Chile tiene 426 especies de abejas nativas y no todas fabrican miel

Compartir

Cada vez es más difícil encontrar algunos ejemplares. La mayoría lleva una vida solitaria, las más grandes miden tres centímetros y algunas tienen fuertes mandíbulas. La UCV las ha estudiado y ahora digitalizará 36 mil especímenes.

Por Amalia Torres

Armados de redes y trampas, cada año investigadores de la U. Católica de Valparaíso salen a recolectar abejas por todo el territorio nacional.

Así han reunido 36 mil especímenes que ahora digitalizarán (ver recuadro). Gracias a este trabajo también han podido detectar que en Chile hay 426 especies nativas.

El norte del país es la zona donde se ha encontrado la mayor diversidad. La pampa del Tamarugal, Toconao y la ribera del río Loa son algunos de los sitios más prolíficos en abejas.

“La mayor importancia de las abejas es su rol en el ecosistema ya que son uno de los principales y más eficientes agentes polinizadores.
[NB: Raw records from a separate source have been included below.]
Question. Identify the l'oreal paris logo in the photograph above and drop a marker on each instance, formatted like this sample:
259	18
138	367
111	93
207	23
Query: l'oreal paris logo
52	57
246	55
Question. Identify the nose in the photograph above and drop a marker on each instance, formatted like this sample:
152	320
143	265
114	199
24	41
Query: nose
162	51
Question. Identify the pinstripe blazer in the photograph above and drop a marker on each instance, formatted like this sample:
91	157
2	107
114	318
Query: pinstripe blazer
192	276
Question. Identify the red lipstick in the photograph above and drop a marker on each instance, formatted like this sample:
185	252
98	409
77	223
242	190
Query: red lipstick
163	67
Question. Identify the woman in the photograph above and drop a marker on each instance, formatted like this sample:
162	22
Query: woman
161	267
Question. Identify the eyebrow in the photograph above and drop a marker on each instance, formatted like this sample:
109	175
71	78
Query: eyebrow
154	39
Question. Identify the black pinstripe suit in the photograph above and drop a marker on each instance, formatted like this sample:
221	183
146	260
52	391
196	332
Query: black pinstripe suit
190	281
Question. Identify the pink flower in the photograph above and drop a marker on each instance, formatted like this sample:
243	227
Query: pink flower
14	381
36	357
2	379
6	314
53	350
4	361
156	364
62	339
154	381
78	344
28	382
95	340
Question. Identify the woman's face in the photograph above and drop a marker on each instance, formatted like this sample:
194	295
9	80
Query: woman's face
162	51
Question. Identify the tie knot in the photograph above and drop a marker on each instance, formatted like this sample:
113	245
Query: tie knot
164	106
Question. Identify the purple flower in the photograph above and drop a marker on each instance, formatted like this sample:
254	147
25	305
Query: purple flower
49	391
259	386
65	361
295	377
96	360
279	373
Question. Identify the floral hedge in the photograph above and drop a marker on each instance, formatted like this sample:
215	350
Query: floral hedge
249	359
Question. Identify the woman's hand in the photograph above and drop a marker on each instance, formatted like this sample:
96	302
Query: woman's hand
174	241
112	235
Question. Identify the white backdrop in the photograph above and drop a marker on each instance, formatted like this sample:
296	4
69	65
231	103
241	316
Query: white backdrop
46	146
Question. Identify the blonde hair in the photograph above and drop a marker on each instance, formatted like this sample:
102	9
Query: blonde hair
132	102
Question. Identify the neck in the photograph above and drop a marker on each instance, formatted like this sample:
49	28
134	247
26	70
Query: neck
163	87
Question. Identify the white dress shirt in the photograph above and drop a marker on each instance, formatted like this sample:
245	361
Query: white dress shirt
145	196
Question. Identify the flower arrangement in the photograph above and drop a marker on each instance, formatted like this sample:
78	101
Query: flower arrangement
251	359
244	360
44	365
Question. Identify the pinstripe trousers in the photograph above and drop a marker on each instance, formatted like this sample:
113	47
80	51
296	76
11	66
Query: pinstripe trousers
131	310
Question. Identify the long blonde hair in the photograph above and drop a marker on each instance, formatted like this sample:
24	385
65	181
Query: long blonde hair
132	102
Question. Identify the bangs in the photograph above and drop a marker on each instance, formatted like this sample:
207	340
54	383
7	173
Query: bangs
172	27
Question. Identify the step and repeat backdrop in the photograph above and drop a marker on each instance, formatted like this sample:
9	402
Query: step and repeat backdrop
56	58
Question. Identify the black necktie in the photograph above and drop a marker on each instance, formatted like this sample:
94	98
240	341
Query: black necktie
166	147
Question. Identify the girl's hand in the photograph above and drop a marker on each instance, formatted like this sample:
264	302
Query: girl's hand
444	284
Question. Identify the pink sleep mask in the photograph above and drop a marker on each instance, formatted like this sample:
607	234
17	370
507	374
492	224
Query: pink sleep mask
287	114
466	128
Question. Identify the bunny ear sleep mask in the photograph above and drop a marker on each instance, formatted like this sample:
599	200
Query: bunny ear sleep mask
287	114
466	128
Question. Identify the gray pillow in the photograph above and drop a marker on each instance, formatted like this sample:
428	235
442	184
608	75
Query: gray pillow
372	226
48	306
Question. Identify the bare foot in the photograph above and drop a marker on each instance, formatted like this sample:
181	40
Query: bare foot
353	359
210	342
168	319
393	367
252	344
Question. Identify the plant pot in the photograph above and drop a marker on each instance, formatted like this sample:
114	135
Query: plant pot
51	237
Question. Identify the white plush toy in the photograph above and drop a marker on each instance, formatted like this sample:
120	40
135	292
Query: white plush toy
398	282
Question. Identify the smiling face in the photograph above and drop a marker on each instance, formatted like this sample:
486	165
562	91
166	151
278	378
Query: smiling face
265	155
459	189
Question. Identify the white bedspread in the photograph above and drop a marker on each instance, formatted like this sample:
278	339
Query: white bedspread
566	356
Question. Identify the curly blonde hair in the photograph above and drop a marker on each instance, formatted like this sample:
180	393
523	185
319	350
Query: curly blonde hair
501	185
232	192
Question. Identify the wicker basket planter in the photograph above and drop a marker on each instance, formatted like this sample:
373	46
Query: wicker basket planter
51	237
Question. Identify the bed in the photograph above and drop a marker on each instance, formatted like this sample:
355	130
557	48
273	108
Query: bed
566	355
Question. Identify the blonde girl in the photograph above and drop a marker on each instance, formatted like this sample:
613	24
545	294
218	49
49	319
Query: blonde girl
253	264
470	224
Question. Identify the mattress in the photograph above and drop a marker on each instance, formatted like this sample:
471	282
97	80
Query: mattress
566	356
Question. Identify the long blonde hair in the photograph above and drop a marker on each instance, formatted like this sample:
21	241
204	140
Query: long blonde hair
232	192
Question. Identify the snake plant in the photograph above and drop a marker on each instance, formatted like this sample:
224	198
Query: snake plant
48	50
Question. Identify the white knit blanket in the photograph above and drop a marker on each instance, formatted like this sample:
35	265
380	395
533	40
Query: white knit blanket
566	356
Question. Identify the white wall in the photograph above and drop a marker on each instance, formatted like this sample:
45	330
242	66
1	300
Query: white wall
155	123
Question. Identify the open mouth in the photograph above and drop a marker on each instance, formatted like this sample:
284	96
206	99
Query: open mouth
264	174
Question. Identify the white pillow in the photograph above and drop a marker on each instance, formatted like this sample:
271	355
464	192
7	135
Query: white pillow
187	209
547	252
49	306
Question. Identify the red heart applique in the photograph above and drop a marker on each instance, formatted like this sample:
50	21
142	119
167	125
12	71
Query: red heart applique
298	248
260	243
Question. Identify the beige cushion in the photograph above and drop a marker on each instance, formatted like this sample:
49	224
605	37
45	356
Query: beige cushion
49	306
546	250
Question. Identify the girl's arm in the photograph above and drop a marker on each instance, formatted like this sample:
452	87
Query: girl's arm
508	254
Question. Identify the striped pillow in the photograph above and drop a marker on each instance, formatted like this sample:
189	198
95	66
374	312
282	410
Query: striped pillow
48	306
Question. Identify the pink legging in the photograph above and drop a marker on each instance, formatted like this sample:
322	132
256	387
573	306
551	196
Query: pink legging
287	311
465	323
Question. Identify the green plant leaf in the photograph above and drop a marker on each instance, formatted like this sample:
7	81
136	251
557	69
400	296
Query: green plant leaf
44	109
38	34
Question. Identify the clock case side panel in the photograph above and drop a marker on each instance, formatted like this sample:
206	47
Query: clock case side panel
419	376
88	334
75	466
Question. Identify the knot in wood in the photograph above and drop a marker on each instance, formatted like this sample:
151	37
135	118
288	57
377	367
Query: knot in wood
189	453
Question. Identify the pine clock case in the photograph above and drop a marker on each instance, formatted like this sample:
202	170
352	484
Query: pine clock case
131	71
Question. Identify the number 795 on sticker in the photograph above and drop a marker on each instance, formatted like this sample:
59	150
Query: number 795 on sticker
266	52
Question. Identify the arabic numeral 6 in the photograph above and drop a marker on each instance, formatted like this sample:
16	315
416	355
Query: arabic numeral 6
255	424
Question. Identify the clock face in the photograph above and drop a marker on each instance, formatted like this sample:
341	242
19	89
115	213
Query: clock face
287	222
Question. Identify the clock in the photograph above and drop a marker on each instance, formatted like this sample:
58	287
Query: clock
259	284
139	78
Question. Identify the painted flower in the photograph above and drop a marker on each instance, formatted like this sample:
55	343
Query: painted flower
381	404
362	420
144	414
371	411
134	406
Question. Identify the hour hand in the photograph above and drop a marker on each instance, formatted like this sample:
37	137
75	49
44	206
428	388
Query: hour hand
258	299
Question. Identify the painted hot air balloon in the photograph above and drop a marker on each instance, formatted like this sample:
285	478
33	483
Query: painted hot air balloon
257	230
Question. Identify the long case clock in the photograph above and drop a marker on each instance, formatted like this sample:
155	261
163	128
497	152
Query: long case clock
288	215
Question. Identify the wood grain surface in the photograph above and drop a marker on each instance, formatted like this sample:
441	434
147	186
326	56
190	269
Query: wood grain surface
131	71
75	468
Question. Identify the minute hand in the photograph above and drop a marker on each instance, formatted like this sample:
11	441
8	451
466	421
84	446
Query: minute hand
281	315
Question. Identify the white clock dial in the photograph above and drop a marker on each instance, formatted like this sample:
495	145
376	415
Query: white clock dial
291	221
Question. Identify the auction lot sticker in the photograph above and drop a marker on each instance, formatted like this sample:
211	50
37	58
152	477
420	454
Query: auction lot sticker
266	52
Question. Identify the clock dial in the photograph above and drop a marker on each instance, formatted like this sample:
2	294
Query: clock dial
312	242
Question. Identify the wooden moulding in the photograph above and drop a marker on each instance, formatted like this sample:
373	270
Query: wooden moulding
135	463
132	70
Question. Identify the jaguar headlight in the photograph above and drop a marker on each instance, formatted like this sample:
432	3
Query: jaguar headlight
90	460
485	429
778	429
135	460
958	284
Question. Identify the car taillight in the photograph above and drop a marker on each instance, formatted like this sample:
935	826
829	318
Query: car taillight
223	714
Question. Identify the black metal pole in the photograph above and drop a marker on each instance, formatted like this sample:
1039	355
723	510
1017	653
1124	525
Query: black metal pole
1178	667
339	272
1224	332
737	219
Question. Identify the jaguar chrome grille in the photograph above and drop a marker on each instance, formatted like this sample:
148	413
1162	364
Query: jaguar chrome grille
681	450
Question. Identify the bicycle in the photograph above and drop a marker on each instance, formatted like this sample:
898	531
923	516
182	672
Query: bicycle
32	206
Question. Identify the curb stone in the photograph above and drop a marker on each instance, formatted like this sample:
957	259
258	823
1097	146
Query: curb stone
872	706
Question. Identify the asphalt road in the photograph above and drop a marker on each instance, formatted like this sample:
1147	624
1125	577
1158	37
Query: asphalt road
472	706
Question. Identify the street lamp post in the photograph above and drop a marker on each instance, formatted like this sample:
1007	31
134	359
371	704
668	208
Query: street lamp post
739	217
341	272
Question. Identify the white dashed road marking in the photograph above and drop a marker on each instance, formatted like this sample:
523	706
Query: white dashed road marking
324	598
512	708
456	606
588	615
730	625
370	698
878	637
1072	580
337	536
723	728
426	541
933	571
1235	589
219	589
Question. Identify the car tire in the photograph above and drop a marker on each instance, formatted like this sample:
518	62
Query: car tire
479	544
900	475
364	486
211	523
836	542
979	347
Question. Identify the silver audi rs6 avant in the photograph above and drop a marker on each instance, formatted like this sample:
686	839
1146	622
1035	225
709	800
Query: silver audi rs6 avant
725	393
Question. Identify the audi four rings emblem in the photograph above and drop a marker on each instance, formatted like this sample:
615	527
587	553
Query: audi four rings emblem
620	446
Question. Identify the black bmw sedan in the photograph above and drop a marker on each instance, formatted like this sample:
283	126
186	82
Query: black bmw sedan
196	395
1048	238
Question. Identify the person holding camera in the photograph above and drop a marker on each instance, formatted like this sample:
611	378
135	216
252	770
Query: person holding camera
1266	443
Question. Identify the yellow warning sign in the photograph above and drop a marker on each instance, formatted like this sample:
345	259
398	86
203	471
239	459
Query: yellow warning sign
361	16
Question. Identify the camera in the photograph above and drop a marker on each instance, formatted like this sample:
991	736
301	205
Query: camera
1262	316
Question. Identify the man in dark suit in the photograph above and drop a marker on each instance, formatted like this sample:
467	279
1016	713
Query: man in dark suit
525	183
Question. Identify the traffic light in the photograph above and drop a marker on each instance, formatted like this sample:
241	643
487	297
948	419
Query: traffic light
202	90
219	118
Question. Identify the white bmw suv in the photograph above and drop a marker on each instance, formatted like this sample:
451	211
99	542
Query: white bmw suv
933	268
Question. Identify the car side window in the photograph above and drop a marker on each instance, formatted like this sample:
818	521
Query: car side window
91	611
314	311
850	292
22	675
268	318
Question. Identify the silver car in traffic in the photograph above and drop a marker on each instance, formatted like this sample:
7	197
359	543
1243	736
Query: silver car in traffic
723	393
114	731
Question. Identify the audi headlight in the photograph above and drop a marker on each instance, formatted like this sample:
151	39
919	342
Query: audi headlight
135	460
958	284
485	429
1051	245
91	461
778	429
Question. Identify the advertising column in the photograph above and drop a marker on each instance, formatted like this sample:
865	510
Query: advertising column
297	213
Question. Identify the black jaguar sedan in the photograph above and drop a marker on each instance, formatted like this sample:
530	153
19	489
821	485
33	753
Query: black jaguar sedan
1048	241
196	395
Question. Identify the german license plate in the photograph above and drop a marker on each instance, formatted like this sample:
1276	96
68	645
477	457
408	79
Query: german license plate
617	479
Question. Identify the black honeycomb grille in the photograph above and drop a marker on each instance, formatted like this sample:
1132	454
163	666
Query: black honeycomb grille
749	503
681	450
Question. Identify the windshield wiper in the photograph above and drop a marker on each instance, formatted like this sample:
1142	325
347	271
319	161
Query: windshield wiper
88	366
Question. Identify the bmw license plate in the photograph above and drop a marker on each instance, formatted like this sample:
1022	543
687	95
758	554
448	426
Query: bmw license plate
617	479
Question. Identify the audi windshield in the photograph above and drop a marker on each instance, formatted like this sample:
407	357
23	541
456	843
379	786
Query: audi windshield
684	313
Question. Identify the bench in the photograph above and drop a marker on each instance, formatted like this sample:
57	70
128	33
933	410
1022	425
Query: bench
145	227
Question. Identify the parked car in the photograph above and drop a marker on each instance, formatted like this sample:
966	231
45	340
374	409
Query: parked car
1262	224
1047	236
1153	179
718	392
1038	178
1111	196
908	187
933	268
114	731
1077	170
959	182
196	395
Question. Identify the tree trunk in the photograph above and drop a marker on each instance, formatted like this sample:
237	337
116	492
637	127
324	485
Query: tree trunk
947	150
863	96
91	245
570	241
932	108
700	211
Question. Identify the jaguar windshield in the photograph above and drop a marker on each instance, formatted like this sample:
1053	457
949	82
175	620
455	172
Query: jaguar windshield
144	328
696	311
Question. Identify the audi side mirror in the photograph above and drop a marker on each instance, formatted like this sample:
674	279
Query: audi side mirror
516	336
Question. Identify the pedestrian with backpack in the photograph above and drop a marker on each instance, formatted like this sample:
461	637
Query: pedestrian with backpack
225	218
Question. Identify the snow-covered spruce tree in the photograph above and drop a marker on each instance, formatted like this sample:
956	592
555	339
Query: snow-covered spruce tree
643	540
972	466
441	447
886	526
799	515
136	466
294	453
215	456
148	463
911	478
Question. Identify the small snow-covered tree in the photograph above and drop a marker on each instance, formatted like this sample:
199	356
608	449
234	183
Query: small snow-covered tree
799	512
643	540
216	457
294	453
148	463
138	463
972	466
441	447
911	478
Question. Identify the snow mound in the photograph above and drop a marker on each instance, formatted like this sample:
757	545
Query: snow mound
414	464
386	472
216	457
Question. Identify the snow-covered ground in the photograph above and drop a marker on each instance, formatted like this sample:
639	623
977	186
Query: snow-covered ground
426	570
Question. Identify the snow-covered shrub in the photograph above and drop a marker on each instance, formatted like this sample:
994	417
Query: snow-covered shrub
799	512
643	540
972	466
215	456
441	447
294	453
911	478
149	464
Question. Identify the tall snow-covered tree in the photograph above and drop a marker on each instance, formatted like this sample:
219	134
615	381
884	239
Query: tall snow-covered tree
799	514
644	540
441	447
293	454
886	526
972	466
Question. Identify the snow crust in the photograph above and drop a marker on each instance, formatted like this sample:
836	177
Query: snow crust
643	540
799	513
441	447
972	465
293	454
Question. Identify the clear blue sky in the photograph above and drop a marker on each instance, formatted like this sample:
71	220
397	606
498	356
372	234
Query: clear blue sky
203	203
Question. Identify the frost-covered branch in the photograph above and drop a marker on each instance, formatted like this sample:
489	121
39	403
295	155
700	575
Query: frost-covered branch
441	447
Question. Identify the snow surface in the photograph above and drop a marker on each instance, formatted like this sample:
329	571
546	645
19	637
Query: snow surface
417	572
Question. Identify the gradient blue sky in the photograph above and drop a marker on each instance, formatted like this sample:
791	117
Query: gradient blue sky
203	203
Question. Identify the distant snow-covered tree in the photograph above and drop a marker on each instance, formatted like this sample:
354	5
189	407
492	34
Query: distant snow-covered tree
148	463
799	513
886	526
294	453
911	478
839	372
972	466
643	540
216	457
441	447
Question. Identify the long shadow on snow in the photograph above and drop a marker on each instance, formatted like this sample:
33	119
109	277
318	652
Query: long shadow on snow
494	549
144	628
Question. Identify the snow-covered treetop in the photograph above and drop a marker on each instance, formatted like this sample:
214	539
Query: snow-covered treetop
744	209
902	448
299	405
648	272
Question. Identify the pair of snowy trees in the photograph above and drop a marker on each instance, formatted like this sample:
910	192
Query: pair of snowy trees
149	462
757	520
Por ejemplo, es gracias a las abejas que tenemos frutos”, dice la doctora Luisa Ruz, profesora del Instituto de Biología de la UCV.

Sin embargo, el problema es que según sus análisis, algunas especies son cada vez más raras: “Hemos detectado que las poblaciones han disminuido, no tenemos cuantificación, pero sí una apreciación visual”, señala la investigadora.

Si hace unos años en Concón y otros sectores de la V Región había dunas con un ecosistema completo que incluía nidos de abejas donde la profesora Ruz iba con sus alumnos a recolectar insectos, ahora se trata de un área “muy perturbada por la construcción de edificios, entonces las abejas que antes eran comunes, ahora son raras”, señala.

Según su observación, el abejorro chileno es un claro ejemplo de un insecto que ha sufrido esta realidad.

Una de las causas de la desaparición sería que al cambiar su ecosistema, las abejas tienen que volar distancias muy largas entre una planta y otra, lo que termina costándoles la vida.

Otro responsable, acusa Ruz, es la introducción de especies foráneas muy invasivas, que fueron traídas con fines comerciales y cuya población “muchas veces desplaza a las especies nativas”. Las avispas chaqueta amarilla, por ejemplo, se están convirtiendo en una plaga, atacan a las abejas de miel: van a los panales y causan deterioros.

Rasgos chilensis

Dentro de la extensa gama de abejas chilenas, los rasgos pueden ser muy variados: las más grandes miden aproximadamente tres centímetros de largo y las más chicas sólo llegan a los 0,5 centímetros.

Otra diferencia está en su forma de vida, ya que la clásica imagen de la abeja rodeada de cientos de familiares en una colmena no es real para todas. “La mayoría de las especies en Chile son solitarias”, aclara la doctora Ruz.

De hecho, sólo las de miel viven en colmenas. Los abejorros, en cambio, construyen nidos en matorrales o distintas cavidades, y las abejas solitarias hacen nidos en el suelo. “Ellas construyen un túnel en la tierra, con ramificaciones terminadas en celdas que son las cavidades donde la hembra pone los huevos sobre un poco de polen”, explica Luisa Ruz.

El color también es otra forma de diferenciarlas: las Caupolicanas tienen bandas cafés y blancas en el abdomen y son muy pilosas. Las Halictidae , en cambio, son más brillantes y de un tono verde azuloso. Las Megachile , por su parte, pueden ser grises.

También hay abejas con mandíbulas poderosas, como las Xylocopa , que pueden morder hojas y así recolectar néctar de flores más cerradas. Lo mismo sucede con las Megachile , que viven en la zona central: “Al igual que una tijera, ellas cortan las hojitas de las plantas y con eso se hacen un nido”, explica la experta.

La profesora Luisa Ruz incluso ha descubierto algunas especies, como la Neffapis longilingua . “Es un abeja con una lengua muy larga porque saca el polen de una flor que tiene la corola profunda. Entonces ella necesita esta lengua para poder buscar el néctar”.

Insectos en la web

36 mil especímenes de abejas chilenas estarán a fin de año en internet. El proyecto, liderado por la profesora Luisa Ruz, de la Universidad Católica de Valparaíso, es apoyado por la Inter American Biodiversity Information Network, dependiente de la OEA. “La idea es que haya un acceso fácil y que la información quede disponible para todos. Además, la digitalización permite que se haga uso y se comparta información de la biodiversidad de las abejas, lo que servirá para la conservación de los recursos naturales”, dice Ruz.